The conductor having the coating of resin composition formed around it is heated in a heater 109 at 50°-200° C., whereupon the microspheres are expanded and the coating layer increases in volume about 10-40 times as great as the initial value before heating, to thereby form a foamed insulation layer having a thick-walled portion in the longitudinal direction and/or circumferential direction of the conductor. The conductor then enters a tape winding unit 110 where a tape or polyethylene terephthalate or the like is laterally wound in contact with the thick-walled portion of the foamed insulation layer to form an outer insulation layer. The so produced insulated electric wire is wound up by means of a take-up unit 111.
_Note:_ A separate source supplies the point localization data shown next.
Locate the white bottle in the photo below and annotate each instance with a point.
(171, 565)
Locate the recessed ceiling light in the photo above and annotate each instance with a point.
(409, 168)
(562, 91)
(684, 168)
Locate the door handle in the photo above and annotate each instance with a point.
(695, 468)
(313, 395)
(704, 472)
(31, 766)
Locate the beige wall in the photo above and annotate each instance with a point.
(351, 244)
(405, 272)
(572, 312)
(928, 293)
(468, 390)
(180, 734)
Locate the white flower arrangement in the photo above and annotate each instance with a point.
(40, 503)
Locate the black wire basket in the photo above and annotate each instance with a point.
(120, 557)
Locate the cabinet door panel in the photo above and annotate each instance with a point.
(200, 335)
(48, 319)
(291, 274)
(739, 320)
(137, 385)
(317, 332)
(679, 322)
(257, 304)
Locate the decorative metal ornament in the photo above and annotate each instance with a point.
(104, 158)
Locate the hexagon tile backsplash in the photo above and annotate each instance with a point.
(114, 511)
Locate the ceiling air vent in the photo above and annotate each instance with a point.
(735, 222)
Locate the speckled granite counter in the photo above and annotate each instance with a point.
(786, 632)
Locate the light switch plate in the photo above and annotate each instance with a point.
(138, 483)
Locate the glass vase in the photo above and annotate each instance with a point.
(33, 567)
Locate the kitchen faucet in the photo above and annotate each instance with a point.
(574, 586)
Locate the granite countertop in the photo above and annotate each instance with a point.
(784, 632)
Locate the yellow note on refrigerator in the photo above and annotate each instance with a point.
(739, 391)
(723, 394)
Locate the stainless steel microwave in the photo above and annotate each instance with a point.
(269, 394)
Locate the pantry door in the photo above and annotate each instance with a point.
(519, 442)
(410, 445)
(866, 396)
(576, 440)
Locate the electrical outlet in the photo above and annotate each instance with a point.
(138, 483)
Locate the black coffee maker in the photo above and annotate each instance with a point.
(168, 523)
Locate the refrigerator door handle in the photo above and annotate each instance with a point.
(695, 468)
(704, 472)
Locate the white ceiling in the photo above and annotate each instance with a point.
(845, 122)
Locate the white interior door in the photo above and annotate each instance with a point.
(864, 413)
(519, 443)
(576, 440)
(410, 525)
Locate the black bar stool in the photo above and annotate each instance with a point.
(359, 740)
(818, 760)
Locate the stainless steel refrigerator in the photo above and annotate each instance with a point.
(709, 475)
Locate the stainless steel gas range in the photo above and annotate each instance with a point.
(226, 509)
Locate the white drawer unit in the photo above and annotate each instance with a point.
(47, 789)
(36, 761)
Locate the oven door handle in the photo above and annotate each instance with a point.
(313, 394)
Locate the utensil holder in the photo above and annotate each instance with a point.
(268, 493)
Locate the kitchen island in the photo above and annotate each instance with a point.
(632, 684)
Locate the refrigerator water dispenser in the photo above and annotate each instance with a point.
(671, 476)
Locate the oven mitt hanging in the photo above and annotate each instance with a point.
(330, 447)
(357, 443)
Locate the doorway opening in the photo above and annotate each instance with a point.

In the insulated electric wire of the present invention, the cylindrical outer insulation layer is held integral with the inner central conductor by means of the inner insulation layer having a helical or otherwise formed thick-walled portion, and there is a large void present between the inner and outer insulation layers. In addition, the inner insulation layer itself has a high porosity resulting from the expansion of the microspheres incorporated in that layer. Hence, taken as a whole, the insulated electric wire of the present invention has a porosity of 80-95% which is nearly equal to the ultimate value for thin-walled insulated wires. Consequently, the inner insulation layer can be designed to have a low apparent dielectric constant which is no greater than 1.40.
EXAMPLE 3
Heat expansible microspheres of a vinylidene chloride polymer (average volume expansion coefficient, 40) that contained an isobutane gas releasing foaming agent and that had an average particle size of 10-20 μm and a shell thickness of 2-4 μm were added in an amount of 25 vol % to an ultraviolet curable silicone resin (dielectric constant after curing, 2.90) having a viscosity of 700 cPs, and the microspheres were dispersed by stirring to prepare a coating resin composition having a viscosity of 5,000 cPs. This resin composition was applied over a silver plated copper wire (o.d. 150 μm) in a thickness of 25 μm and given an energy radiation in a metal halide uv-ir furnace (200° C.) in the furnace to expand the microspheres simultaneously with the curing of the resin, to thereby produce an electric wire having a maximum outside diameter of 290 μm that was provided with a resin coating having a helically formed thick-walled portion. A PET tape 4 μm thick was wound in-line over the wire to produce an insulated electric wire having an outside diameter of ca. 310 μm that contained both an inner and an outer insulation layer. The apparent dielectric constant of the inner insulation layer as measured was found to be 1.29 and its apparent porosity was 80%
EXAMPLE 4
Heat expansible microspheres of a vinylidene chloride polymer (average volume expansion coefficient, 40) that contained an isobutane gas releasing foaming agent and that had a particle size of 1-10 μm and a shell thickness of 2-4 μm were added in an amount of 35 vol % to a fluorinated acrylate based ultraviolet curable resin (dielectric constant after curing, 3.10) having a viscosity of 100 cPs, and the microspheres were dispersed by stirring to prepare a coating resin composition having a viscosity of 2,000 cPs. This resin composition was applied over a silver plated copper wire (o.d. 130 μm) in a thickness of 35 μm and the uv curable resin in that resin composition was cured by passage through an uv furnace composed of an ir cutting quartz pipe, an ir transmitting mirror and a mercury lamp. Thereafter, the conductor was passed through an ir furnace at 200° C. to expand the microspheres, thereby producing an electric wire having a maximum outside diameter of 290 μm that was provided with a resin coating having a helically formed thick-walled portion. A PET tape 4 μm thick was wound in-line over the wire to produce an insulated electric wire having an outside diameter of ca. 310 μm that had both an inner and an outer insulation layer. Tin-plated copper wires (30 μm.sup.φ) were stranded around this insulated electric wire and a PET tape 4 μm thick was wound over the outer conductor layer to form a jacket, thereby producing a coaxial insulated electric wire having an outside diameter of ca. 390 μm. The capacitance (C) of this coaxial wire was as low as 76 pF/m. The apparent dielectric constant of the inner insulation layer as measured was found to be 1.13 and its apparent porosity was 92%.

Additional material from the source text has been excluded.